The question often comes up about what one does with a PhD in the Learning Sciences. Connected to this are questions of how we align our interests and expertise with potential career paths. Many students enter a PhD program with a desire to remain in academia evermore, but today’s economic climate makes this a loft goal. According to a study at the Ghent University of ECOOM, only 10% of PhDs will remain at institutes of higher education – with only 3% of those becoming full professors. But this is far from bleak news for learning scientists, as the interdisciplinary focus opens the doors to many industries.

Case in point is Dr. Natalie C. Jorion, a Principal Data Scientist in Cyber Risk Modeling at BitSight, an analytics company that enables risk-based decision-making for investors, insurance firms, and even governments. Jorion received her PhD in the learning sciences at UIC in 2016 with a dissertation titled Designing an Evidence-based Assessment of Conceptual Understanding and Misunderstandings in Statistics. She’s a first-generation American whose first language is French, and she thought she’d be a teacher.

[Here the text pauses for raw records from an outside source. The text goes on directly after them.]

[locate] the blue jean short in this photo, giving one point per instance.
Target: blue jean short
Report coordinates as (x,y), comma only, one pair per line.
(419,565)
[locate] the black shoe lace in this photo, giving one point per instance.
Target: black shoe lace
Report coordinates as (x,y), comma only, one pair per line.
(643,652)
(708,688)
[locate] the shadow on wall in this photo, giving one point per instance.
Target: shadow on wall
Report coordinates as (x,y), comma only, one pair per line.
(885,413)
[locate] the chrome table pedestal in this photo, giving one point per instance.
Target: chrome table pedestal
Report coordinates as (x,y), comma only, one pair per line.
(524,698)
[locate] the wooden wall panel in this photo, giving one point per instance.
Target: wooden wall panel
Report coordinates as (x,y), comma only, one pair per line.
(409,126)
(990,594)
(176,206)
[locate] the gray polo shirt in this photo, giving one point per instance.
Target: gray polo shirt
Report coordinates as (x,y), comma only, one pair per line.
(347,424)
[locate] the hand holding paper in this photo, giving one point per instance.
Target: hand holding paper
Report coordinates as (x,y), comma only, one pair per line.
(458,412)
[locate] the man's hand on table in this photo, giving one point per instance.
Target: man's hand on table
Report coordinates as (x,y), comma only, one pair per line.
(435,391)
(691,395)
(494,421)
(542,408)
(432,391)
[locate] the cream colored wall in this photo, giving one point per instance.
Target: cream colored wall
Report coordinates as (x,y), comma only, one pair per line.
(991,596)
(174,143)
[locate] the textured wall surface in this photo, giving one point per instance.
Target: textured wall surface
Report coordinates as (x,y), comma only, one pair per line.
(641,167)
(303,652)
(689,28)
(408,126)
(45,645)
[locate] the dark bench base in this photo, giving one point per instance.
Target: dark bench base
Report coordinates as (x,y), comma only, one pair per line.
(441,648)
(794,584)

“I really liked teaching math,” Jorion recalled. “But I did after school learning programs where I saw the inefficacy of standardized tests, and I decided I wanted instead to help change the educational system.”

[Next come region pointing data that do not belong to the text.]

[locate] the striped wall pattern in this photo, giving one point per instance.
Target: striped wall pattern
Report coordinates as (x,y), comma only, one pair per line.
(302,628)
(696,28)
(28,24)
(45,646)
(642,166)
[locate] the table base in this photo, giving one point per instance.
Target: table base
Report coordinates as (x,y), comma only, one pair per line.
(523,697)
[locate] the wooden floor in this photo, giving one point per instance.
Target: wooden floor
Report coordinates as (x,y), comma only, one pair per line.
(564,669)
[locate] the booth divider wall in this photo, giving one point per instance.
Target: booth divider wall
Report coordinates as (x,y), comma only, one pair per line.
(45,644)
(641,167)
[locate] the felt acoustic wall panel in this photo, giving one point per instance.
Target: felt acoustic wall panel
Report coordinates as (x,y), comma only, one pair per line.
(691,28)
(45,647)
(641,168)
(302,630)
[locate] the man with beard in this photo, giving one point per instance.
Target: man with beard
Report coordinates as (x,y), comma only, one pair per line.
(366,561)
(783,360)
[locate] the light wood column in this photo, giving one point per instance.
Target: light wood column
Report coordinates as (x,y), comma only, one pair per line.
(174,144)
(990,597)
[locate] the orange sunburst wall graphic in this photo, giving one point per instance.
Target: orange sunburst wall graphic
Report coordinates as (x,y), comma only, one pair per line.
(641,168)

The key to that change, she said, is the assessment of the standard practices of education which can lead to reforms in classroom policy. Her desire to understand the tenets of assessment led Jorion to Northwestern University where, under the auspices of professor Steven McGee, she facilitated assessment studies with the Chicago Public School system. She honed her natural aptitude for statistics and computer programming while getting her master’s degree.

But she also began to think about the applications of assessment beyond academia and, after a brief stint at a marketing research company, she decided to enrolled in the PhD program in the learning sciences. Choices included programs on both coasts and in the midwest. While deliberating, Jorion received a call from LSRI founding co-director Jim Pellegrino – an internationally acclaimed figure in the field of assessment, who remarked that he’d be her advisor if she came to UIC.

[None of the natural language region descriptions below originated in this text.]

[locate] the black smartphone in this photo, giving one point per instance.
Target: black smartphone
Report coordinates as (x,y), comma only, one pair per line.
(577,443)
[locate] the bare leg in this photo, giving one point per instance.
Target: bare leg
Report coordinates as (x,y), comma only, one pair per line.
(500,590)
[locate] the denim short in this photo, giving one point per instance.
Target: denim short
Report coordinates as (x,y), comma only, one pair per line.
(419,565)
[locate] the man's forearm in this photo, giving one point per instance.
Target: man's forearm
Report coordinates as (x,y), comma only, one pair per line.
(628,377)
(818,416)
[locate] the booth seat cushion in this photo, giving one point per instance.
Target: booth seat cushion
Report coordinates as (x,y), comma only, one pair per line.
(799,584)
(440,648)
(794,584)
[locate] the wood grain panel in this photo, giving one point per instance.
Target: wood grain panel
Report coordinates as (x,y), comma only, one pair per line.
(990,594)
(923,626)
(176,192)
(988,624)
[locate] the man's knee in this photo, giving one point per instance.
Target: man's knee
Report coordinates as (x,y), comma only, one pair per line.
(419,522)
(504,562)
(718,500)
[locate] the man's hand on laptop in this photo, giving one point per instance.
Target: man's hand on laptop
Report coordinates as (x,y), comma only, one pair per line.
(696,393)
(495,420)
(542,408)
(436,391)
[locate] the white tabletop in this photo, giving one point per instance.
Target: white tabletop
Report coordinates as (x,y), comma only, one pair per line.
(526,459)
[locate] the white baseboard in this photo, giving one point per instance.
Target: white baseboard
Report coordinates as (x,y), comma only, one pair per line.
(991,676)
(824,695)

“And I’m glad I did,” said Jorion. “Because the project that I worked on with Jim and (research professor) Lou Di Bello in deriving a validation framework for concept inventories were really instrumental in helping me develop my psychometric wheelhouse. And I started to be interested in continuing along that path.”

A psychometrician, Jorion said, is somebody who is concerned with the validation evidence to develop an assessment. They answer complex questions like, are we measuring what we think we’re measuring? Psychometrics itself is underneath the umbrella of data science, wherein people use data to answer questions. In this way Jorion is still doing assessments – but rather than applying her expertise to people or educational institutions, it is for risk ratings in various categories for organizations.

“I’d say the experience I had in grad school gave me the content expertise and helped me realize what skills employers really cared about,” Jorion said. “Proficiencies in good statistical understanding and programming; those are very marketable in the private sector.”